L’IA et les humains partagent la même faiblesse : aucun des deux n’arrive à sortir une blague sur le moment.

On y est tous passés — quelqu’un dit quelque chose, l’instant est parfait pour une réplique, et votre cerveau… se fige. Cinq minutes plus tard sous la douche, vous trouvez enfin la punchline idéale.

Il s’avère que les LLM ont le même problème. Ils peuvent générer de bonnes blagues avec du temps et du contexte, mais si on leur demande d’improviser en temps réel dans une conversation ? C’est douloureusement gênant.

Le même schéma apparaît partout. L’IA a du mal à : lire une situation, savoir quand se taire, comprendre l’ironie, et capter des signaux sociaux subtils. Devinez quoi ? La plupart des gens sont terribles sur ces points aussi.

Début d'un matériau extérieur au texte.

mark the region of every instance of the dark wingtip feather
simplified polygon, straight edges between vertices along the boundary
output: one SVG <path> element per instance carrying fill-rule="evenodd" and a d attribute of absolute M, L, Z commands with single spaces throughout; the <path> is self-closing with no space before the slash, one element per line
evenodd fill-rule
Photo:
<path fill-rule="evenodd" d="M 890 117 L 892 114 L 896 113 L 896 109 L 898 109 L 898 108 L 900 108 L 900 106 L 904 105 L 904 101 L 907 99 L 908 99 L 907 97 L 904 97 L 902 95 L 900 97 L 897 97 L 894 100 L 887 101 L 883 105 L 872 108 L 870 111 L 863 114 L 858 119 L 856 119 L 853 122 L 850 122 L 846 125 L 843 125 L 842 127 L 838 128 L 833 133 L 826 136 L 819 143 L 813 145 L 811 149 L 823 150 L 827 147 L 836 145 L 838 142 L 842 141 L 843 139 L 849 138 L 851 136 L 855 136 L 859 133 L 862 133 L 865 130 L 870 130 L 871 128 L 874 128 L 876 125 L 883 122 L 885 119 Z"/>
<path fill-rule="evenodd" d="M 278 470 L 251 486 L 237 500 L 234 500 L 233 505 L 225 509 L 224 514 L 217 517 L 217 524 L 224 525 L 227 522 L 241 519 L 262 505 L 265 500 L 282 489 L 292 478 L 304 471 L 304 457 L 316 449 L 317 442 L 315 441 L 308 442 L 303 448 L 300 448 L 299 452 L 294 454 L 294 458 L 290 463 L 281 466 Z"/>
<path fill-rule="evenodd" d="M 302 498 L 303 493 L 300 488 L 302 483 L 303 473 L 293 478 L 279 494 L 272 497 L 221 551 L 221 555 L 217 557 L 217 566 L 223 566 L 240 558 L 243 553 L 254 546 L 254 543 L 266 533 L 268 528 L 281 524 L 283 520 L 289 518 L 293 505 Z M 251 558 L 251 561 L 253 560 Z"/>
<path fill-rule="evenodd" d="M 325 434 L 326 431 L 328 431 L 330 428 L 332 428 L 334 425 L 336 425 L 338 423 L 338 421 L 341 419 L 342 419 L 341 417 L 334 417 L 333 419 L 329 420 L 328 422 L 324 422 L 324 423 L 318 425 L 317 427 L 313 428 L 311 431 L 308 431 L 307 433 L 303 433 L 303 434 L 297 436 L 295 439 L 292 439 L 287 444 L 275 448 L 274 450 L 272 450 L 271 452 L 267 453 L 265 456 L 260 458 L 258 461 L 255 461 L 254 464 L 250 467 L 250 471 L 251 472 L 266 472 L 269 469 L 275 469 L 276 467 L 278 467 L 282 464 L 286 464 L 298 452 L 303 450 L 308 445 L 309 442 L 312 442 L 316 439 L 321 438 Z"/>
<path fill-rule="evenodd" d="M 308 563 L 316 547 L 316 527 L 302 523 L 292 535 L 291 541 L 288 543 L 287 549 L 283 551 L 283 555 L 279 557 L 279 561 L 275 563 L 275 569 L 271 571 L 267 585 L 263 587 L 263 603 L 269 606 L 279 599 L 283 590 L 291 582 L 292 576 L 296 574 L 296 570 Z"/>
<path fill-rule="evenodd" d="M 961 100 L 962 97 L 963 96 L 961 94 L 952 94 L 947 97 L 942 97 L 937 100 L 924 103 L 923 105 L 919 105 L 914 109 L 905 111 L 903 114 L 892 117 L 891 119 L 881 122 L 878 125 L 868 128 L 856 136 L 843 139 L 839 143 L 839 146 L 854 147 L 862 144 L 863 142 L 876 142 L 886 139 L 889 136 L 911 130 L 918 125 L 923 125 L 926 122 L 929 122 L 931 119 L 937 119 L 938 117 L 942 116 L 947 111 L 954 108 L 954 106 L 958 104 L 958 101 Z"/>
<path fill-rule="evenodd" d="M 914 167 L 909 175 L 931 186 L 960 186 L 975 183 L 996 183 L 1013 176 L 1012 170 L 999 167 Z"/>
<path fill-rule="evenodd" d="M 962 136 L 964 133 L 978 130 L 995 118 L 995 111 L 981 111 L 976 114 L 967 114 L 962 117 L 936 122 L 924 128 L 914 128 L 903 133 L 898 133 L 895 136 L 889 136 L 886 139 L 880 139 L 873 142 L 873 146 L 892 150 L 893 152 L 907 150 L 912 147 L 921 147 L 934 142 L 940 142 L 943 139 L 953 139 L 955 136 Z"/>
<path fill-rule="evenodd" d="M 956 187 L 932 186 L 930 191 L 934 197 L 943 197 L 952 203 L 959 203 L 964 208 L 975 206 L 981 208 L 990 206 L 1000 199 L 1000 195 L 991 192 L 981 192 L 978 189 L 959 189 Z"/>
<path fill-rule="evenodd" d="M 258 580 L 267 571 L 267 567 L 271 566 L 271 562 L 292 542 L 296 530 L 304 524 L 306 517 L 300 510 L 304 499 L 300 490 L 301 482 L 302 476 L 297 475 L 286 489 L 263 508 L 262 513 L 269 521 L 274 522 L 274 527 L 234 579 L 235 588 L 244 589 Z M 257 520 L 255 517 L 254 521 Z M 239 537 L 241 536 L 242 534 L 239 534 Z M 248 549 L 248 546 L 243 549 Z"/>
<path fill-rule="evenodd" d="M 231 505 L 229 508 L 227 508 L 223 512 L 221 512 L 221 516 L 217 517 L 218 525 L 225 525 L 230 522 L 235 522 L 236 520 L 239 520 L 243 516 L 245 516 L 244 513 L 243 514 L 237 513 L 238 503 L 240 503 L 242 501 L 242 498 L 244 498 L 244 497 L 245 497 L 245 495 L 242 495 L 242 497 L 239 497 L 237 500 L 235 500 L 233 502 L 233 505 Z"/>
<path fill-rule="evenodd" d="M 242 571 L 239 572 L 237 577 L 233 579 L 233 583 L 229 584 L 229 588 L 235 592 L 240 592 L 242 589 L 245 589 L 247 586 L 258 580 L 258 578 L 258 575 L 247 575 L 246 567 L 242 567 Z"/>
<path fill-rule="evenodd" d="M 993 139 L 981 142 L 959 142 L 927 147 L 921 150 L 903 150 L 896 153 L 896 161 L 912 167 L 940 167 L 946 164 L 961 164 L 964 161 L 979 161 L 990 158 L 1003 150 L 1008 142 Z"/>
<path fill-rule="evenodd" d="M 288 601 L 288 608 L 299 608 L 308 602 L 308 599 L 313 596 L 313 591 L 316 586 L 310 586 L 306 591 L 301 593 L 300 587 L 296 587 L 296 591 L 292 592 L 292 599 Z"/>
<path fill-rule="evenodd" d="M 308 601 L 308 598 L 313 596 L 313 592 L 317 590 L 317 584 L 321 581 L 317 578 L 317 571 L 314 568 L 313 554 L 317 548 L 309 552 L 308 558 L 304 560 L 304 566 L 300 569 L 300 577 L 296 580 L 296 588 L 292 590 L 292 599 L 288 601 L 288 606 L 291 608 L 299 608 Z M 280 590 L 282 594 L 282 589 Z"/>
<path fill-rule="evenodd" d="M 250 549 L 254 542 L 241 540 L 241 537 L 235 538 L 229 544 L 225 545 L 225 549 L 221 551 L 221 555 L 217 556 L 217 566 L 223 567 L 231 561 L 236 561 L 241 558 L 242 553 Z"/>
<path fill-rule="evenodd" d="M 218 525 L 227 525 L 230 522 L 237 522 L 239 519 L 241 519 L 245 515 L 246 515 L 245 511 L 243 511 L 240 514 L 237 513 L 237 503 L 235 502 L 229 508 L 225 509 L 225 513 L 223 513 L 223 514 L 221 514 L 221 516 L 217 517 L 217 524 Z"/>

Le cycle de l’emballement veut vous faire croire que l’IA remplacera tout. Vérification de la réalité : elle reproduit surtout des performances humaines médianes. Or, les humains “médian” ne sont pas si excellents dans la plupart des domaines.

Cela compte pour les marchés. Chaque argument du type « L’IA va bouleverser l’industrie X » suppose que l’IA sera surhumaine. Mais si elle est seulement au niveau humain — ou pire, au niveau d’un humain mauvais — sur des tâches clés ? Le TAM se réduit très vite.

N’investissez pas dans le rêve. Investissez dans ce que la technologie fait réellement aujourd’hui, avec une marge d’amélioration réaliste. La plupart des entreprises d’IA sont valorisées comme si l’exécution était parfaite, dans un monde où la tech ne sait pas encore raconter une blague “toc, toc” convenable.